W3C home > Mailing lists > Public > xmlschema-dev@w3.org > January 2011

Re: Express length constraints in a regex or use maxLength and minLength?

From: Pete Cordell <petexmldev@codalogic.com>
Date: Mon, 10 Jan 2011 09:51:05 -0000
Message-ID: <CA6D90311AAE4A63B122CE599332CBE6@Codalogic>
To: "Costello, Roger L." <costello@mitre.org>, <xmlschema-dev@w3.org>
Original Message From: "Costello, Roger L."

Roger,

You're types in your union need to be re-ordered because a value instance is 
matched against the members of a union in the order they are specified. 
Since your loose constraint (_v2) will match anything that your medium 
constraint will match (_v3), then anything that you might hope would be 
matched by your medium constraint would be matched by your loose constraint. 
In other words, you need:

        <union memberTypes="fn:English-language-family-name_v1
                            fn:English-language-family-name_v3
                            fn:English-language-family-name_v2"/>

However, personally I'm not a fan of unions, and I think over specification 
of types like this on a large scale eventually leads to more flaky systems 
because developers can't see the wood for the trees and end up introducing 
other sorts of bugs!

my 2 cents,

Pete Cordell
Codalogic Ltd
Interface XML to C++ the easy way using C++ XML
data binding to convert XSD schemas to C++ classes.
Visit http://codalogic.com/lmx/ or http://www.xml2cpp.com
for more info
----- Original Message ----- 
From: "Costello, Roger L." <costello@mitre.org>
To: <xmlschema-dev@w3.org>
Sent: Sunday, January 09, 2011 11:20 PM
Subject: RE: Express length constraints in a regex or use maxLength and 
minLength?



Michael Sperberg-McQueen wrote:

> It may be worth pointing out that XSD union types are designed
> to make this kind of thing relatively easy:  you can define several
> simple types, for example one for the simplest most regular values,
> another for values which are less likely (and thus more likely to
> require special handling), and at the bottom one which is (as
> Roger Costello has suggested) essentially a renamed version
> of xsd:string (or xsd:string itself).
>
> The application can then (if the XSD validator provides access to
> the appropriate information in the PSVI) dispatch the value for further
> processing to an appropriate routine or workflow suitable for a
> particular class of input.

Neat!

I think that I know how to do this, but let me reconfirm.
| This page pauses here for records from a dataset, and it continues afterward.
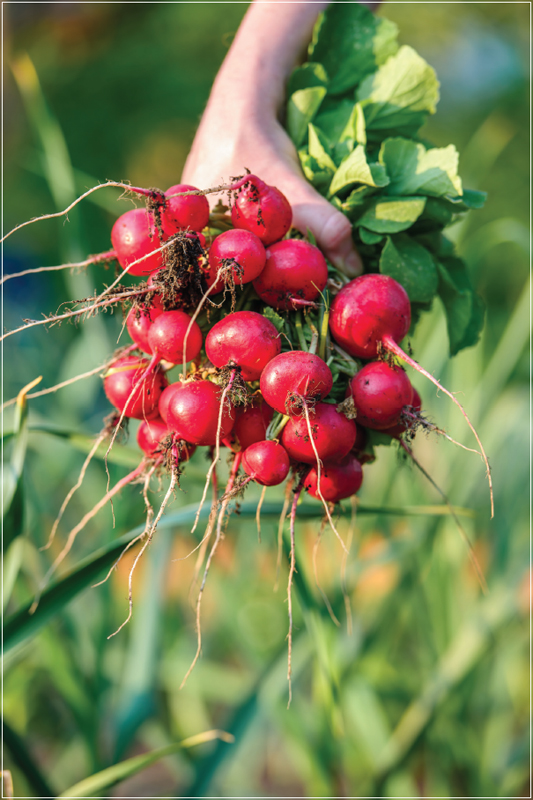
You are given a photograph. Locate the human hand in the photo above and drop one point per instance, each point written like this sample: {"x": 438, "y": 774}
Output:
{"x": 240, "y": 129}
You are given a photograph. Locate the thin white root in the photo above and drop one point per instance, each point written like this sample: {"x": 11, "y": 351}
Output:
{"x": 395, "y": 348}
{"x": 217, "y": 451}
{"x": 318, "y": 489}
{"x": 139, "y": 555}
{"x": 258, "y": 513}
{"x": 55, "y": 388}
{"x": 470, "y": 548}
{"x": 344, "y": 564}
{"x": 315, "y": 572}
{"x": 283, "y": 515}
{"x": 76, "y": 313}
{"x": 99, "y": 439}
{"x": 201, "y": 591}
{"x": 292, "y": 570}
{"x": 109, "y": 256}
{"x": 194, "y": 317}
{"x": 81, "y": 525}
{"x": 117, "y": 184}
{"x": 149, "y": 517}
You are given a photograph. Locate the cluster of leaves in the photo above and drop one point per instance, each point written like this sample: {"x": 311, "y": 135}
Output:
{"x": 354, "y": 112}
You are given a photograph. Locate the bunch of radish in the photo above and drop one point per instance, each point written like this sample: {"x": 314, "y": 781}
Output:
{"x": 283, "y": 362}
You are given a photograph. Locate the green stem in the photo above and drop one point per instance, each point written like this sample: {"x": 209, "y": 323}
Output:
{"x": 300, "y": 331}
{"x": 324, "y": 325}
{"x": 276, "y": 426}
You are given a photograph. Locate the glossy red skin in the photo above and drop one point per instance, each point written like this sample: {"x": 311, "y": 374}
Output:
{"x": 119, "y": 385}
{"x": 333, "y": 435}
{"x": 243, "y": 246}
{"x": 139, "y": 322}
{"x": 295, "y": 372}
{"x": 244, "y": 338}
{"x": 150, "y": 435}
{"x": 414, "y": 406}
{"x": 294, "y": 270}
{"x": 337, "y": 480}
{"x": 268, "y": 215}
{"x": 164, "y": 400}
{"x": 365, "y": 310}
{"x": 133, "y": 236}
{"x": 379, "y": 394}
{"x": 251, "y": 425}
{"x": 167, "y": 334}
{"x": 266, "y": 462}
{"x": 189, "y": 212}
{"x": 193, "y": 412}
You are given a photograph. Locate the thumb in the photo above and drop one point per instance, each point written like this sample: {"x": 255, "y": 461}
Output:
{"x": 331, "y": 228}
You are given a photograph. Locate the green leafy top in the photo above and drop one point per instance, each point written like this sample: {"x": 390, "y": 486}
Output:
{"x": 354, "y": 112}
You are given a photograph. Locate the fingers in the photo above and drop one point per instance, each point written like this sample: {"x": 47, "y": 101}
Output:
{"x": 332, "y": 230}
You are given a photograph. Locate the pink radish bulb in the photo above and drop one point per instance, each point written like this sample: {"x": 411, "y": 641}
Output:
{"x": 365, "y": 311}
{"x": 166, "y": 337}
{"x": 294, "y": 377}
{"x": 400, "y": 428}
{"x": 119, "y": 384}
{"x": 266, "y": 462}
{"x": 338, "y": 480}
{"x": 188, "y": 212}
{"x": 261, "y": 209}
{"x": 139, "y": 322}
{"x": 152, "y": 434}
{"x": 243, "y": 247}
{"x": 380, "y": 392}
{"x": 294, "y": 275}
{"x": 246, "y": 339}
{"x": 133, "y": 236}
{"x": 193, "y": 413}
{"x": 251, "y": 425}
{"x": 164, "y": 400}
{"x": 333, "y": 435}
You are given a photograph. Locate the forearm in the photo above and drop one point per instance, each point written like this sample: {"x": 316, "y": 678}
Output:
{"x": 266, "y": 47}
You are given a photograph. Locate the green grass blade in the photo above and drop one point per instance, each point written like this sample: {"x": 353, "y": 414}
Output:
{"x": 13, "y": 488}
{"x": 23, "y": 624}
{"x": 137, "y": 700}
{"x": 112, "y": 775}
{"x": 25, "y": 762}
{"x": 459, "y": 659}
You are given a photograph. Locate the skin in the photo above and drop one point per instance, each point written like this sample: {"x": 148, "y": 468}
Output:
{"x": 270, "y": 41}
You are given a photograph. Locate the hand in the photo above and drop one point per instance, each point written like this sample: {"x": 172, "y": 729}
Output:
{"x": 240, "y": 129}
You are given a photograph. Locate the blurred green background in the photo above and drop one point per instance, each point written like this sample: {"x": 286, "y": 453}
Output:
{"x": 429, "y": 694}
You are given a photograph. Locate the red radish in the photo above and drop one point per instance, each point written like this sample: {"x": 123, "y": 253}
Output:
{"x": 266, "y": 463}
{"x": 333, "y": 435}
{"x": 139, "y": 322}
{"x": 241, "y": 246}
{"x": 193, "y": 413}
{"x": 164, "y": 400}
{"x": 380, "y": 392}
{"x": 294, "y": 377}
{"x": 337, "y": 480}
{"x": 246, "y": 339}
{"x": 373, "y": 311}
{"x": 261, "y": 209}
{"x": 152, "y": 434}
{"x": 408, "y": 423}
{"x": 187, "y": 212}
{"x": 251, "y": 425}
{"x": 120, "y": 382}
{"x": 294, "y": 275}
{"x": 167, "y": 333}
{"x": 366, "y": 310}
{"x": 134, "y": 235}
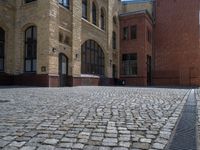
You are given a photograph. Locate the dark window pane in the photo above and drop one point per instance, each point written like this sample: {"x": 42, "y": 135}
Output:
{"x": 1, "y": 64}
{"x": 64, "y": 3}
{"x": 94, "y": 56}
{"x": 114, "y": 40}
{"x": 28, "y": 1}
{"x": 2, "y": 46}
{"x": 133, "y": 32}
{"x": 94, "y": 14}
{"x": 84, "y": 9}
{"x": 125, "y": 33}
{"x": 129, "y": 64}
{"x": 30, "y": 49}
{"x": 102, "y": 20}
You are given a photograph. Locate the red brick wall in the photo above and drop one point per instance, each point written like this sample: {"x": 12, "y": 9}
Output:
{"x": 177, "y": 51}
{"x": 140, "y": 46}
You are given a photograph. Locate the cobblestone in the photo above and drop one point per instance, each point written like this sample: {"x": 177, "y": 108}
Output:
{"x": 89, "y": 118}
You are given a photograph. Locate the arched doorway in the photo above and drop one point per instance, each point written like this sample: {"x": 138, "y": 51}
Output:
{"x": 63, "y": 69}
{"x": 2, "y": 49}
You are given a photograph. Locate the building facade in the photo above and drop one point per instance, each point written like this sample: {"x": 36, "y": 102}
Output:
{"x": 58, "y": 42}
{"x": 99, "y": 42}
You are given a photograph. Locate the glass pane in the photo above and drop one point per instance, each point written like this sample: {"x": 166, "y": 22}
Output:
{"x": 34, "y": 65}
{"x": 28, "y": 51}
{"x": 1, "y": 64}
{"x": 28, "y": 65}
{"x": 28, "y": 34}
{"x": 64, "y": 70}
{"x": 2, "y": 34}
{"x": 1, "y": 50}
{"x": 34, "y": 33}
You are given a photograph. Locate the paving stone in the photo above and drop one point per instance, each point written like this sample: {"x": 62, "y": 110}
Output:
{"x": 46, "y": 147}
{"x": 89, "y": 117}
{"x": 28, "y": 148}
{"x": 51, "y": 141}
{"x": 158, "y": 146}
{"x": 17, "y": 144}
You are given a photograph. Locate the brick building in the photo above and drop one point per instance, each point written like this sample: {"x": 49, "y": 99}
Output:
{"x": 177, "y": 51}
{"x": 58, "y": 42}
{"x": 95, "y": 42}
Suppose that I 
create three versions of the English-language-family-name simpleType:

1. TIGHT CONSTRAINTS

<simpleType name="English-language-family-name_v1">
     <restriction base="string">
            <minLength value="1" />
            <maxLength value="100" />
            <pattern value="[a-zA-Z' \.-]+" />
     </restriction>
</simpleType>


2. LOOSE CONSTRAINTS

<simpleType name="English-language-family-name_v2">
     <restriction base="string" />
</simpleType>


3. MEDIUM CONSTRAINTS

<simpleType name="English-language-family-name_v3">
     <restriction base="string">
            <minLength value="1" />
            <maxLength value="500" />
     </restriction>
</simpleType>


Next, I declare Family-name to be a union of the three versions:

<element name="Family-name">
    <simpleType>
        <union memberTypes="fn:English-language-family-name_v1
                            fn:English-language-family-name_v2
                            fn:English-language-family-name_v3"/>
    </simpleType>
</element>


Here's what an XML instance document looks like:

    <Family-name>__________</Family-name>


Suppose that at data entry I want the data validated against tight 
constraints, i.e., English-language-family-name_v1.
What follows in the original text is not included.